Stalemate is where a legal shot is physically impossible. Any gap wide enough to pass the cue ball through will not count as impossible, however improbable or unlikely it is. The game shall be restarted immediately by the same players. The player who broke originally will do so again. This stalemate situation can be produced deliberately or by accident.

No progress

  • If no ball is potted for over 5 minutes, the referee should start a 10 minute timer and inform both players of this. If no ball is potted in this time, the frame will be stopped and immediately replayed, same player breaking.
  • After a ball is potted, the timer will be reset, resetting with every pot. Players are not expected to take more than 60 seconds per shot, the referee may choose to enforce a strict 60 seconds time limit if this expectation is abused.

Shot clock

  • LDPL matches should start without a shot clock, but if a ref feels a player is not trying to play within reasonable time they may introduce a shot clock.  Likewise matches are falling behind schedule should be introduce a shot clock.  Each player is allotted 60 seconds for each shot. The 60-second shot clock will commence once all balls come to rest and cease when the cue tip strikes the cue ball. The timekeeper will verbally call out at 30 seconds and then count down from 5 seconds.
  • The expected schedule is as follows (to allow you to gauge if a match is falling behind).  Frame 1 commence shortly after 8pm. Frame 5 by 9.15pm, Frame 9 by 10.15pm.
  • We recommend the use of the following stop clock:  https://eightball.app/60


  • Persons not playing in the frame may not make suggestions to the players [however disguised] as this will be regarded as coaching. One warning will be given by the referee, the next will result in a foul being given against the team involved. If it continues then the next one will be the loss of the frame.

Refereeing & Player Conduct

  • Referees are reminded that their role in a frame is as a league representative and they should remain fair and impartial throughout.
  • Referees are encouraged to use common sense where appropriate and ensure calls are made clearly.

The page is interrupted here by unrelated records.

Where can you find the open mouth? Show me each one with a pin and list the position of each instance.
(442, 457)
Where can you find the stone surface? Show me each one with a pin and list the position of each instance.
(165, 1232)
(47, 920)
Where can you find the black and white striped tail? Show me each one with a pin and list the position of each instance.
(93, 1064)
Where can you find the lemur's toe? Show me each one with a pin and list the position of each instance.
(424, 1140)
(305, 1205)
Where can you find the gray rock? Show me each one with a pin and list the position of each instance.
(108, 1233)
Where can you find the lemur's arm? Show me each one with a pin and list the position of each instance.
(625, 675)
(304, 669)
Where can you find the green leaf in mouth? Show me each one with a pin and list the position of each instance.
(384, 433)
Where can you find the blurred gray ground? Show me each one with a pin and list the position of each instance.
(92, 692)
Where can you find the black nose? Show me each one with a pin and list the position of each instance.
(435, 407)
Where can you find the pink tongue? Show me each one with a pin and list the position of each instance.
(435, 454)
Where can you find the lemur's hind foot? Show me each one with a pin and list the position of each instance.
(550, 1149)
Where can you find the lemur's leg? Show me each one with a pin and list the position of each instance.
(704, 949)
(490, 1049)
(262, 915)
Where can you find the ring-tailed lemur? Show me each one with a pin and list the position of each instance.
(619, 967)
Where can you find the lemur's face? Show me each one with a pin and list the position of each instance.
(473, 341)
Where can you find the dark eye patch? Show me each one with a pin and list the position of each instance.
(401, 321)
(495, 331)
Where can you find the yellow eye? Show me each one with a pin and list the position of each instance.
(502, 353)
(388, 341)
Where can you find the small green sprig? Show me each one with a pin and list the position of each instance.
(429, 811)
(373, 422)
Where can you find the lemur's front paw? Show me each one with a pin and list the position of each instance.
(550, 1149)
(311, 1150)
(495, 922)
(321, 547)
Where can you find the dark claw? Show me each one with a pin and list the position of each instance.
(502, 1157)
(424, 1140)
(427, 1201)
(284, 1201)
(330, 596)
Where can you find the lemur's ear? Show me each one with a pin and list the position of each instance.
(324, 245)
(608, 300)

The ref should aim to avoid any confusion – the intention is to guide players where a rule comes into play. (calls such as “2 shots” or “please nominate”)
  • No tactical advice should be given but players may ask for rule clarification.


All players are reminded that the main purpose of the league is an enjoyable night out for everybody involved. Unacceptable behaviour / violence / intimidation or unsportsmanlike behaviour will not be tolerated.